Yoga support: deep relaxation can be useful to experience a sense of “letting go” to relax physically and mentally. Visualistion, affirmation and meditation are additional tools to help us stay calm and positive.
Wisdom body – this is where we can explore new perspectives, perhaps question our beliefs and attitudes. Here we may be able to understand things differently, adapt and learn.
Yoga support: being open to learning and able to reflect on life means that lessons can be learned and positive changes can be made. We may seek inspiration from different sources, friends, family, podcasts by leading experts, health professionals. Ancient yogic texts, Patanjali’s Sutras, Bhagavad Gita, The Upanishads can be as relevant today as they were in the time they were composed.

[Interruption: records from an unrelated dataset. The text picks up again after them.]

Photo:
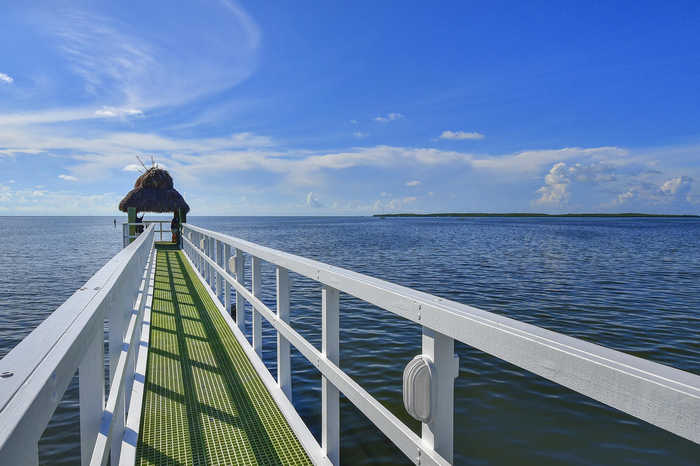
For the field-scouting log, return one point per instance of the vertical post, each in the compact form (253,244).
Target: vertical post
(92,395)
(240,301)
(219,277)
(131,212)
(439,431)
(227,285)
(284,378)
(207,251)
(183,219)
(257,318)
(330,397)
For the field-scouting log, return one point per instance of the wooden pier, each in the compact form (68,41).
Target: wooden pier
(186,386)
(204,403)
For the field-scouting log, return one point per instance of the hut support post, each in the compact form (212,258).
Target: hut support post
(132,219)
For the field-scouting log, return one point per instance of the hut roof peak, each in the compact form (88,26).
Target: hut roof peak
(154,192)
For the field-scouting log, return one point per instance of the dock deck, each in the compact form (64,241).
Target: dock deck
(204,403)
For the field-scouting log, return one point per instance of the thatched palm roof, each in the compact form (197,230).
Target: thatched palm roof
(154,192)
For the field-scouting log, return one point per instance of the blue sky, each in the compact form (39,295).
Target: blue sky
(308,108)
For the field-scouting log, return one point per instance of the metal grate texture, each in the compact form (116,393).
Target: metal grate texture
(204,402)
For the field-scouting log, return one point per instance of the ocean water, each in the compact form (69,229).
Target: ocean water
(629,284)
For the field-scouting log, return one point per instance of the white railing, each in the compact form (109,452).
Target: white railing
(666,397)
(36,373)
(127,238)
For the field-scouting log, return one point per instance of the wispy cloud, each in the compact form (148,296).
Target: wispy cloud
(460,135)
(389,117)
(312,200)
(111,112)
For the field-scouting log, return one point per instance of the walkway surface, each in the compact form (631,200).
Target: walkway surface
(204,402)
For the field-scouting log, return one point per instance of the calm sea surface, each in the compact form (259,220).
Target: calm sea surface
(629,284)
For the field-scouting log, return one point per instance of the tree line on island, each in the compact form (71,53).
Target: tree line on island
(534,214)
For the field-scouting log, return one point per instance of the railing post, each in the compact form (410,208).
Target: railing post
(284,377)
(257,318)
(207,251)
(438,432)
(219,277)
(91,387)
(227,285)
(330,397)
(240,300)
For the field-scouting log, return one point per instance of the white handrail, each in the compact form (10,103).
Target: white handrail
(43,364)
(661,395)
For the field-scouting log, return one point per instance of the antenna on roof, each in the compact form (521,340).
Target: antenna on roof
(142,164)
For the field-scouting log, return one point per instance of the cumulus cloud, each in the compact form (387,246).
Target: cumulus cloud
(556,190)
(460,135)
(312,200)
(678,187)
(675,190)
(389,117)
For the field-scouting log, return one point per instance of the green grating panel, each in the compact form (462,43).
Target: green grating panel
(204,402)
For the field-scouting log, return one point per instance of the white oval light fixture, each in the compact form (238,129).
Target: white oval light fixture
(417,388)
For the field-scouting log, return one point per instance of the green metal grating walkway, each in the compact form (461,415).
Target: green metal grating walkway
(204,403)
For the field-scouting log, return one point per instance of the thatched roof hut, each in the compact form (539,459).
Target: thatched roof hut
(154,192)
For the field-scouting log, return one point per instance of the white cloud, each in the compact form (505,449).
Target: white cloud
(111,112)
(389,117)
(674,191)
(460,135)
(678,187)
(556,190)
(381,205)
(312,200)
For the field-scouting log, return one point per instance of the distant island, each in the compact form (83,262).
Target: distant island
(530,214)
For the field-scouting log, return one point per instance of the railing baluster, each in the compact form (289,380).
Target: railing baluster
(330,397)
(240,300)
(284,369)
(91,387)
(227,285)
(219,278)
(439,431)
(257,318)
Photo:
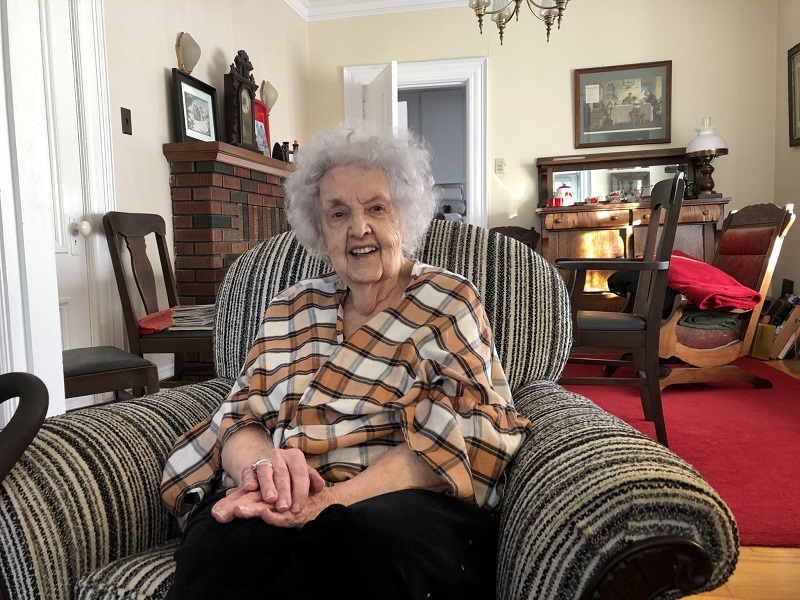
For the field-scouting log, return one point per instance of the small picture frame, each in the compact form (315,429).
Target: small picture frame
(623,105)
(794,95)
(194,109)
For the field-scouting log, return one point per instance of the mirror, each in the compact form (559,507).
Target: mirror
(611,178)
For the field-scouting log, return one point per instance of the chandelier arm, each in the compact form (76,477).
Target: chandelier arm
(499,10)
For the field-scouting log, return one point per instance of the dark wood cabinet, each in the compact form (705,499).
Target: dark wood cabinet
(606,230)
(618,230)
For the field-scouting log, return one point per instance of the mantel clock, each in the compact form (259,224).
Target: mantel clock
(240,92)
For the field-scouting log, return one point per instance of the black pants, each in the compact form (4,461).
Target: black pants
(403,545)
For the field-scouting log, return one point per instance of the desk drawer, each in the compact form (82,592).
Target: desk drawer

Bliss body – this part of ourselves needs nourishing, and refers to our ability to find contentment and inspiration in life. We can find inspiration and joy in many places…watching a sunset, enjoying a favorite hobby, painting, e.g. singing, gardening, painting etc.
To conclude, there are many different ways you can create some natural remedies for stress. What’s important is choosing something that is right for you.
Note: some of the above listed symptoms may also be symptoms of other illnesses too, always check with your GP if worried.
References: When the Body Says No, Gabor Mate,p34. When the Body Says No, Gabor Mate, p36. The Pain Free Mindset, Dr Deepak Ravindran, p125. National Institute for Health and Clinical Excellence , “Chronic Pain: Assessment and Management” (in development). Retrieved from http://www.nice.org.uk/guidance/indevelopment/gid-ng10069/consultation /html-content-2. Fayaz, A., Croft, P., Langford, R. M., Donaldson, L. J., and Jones, G., T., 2016. “Prevalence of chronic pain in the UK: a systematic review and meta-analysis of population studies” BMJ Open, 6(6), p.e020364.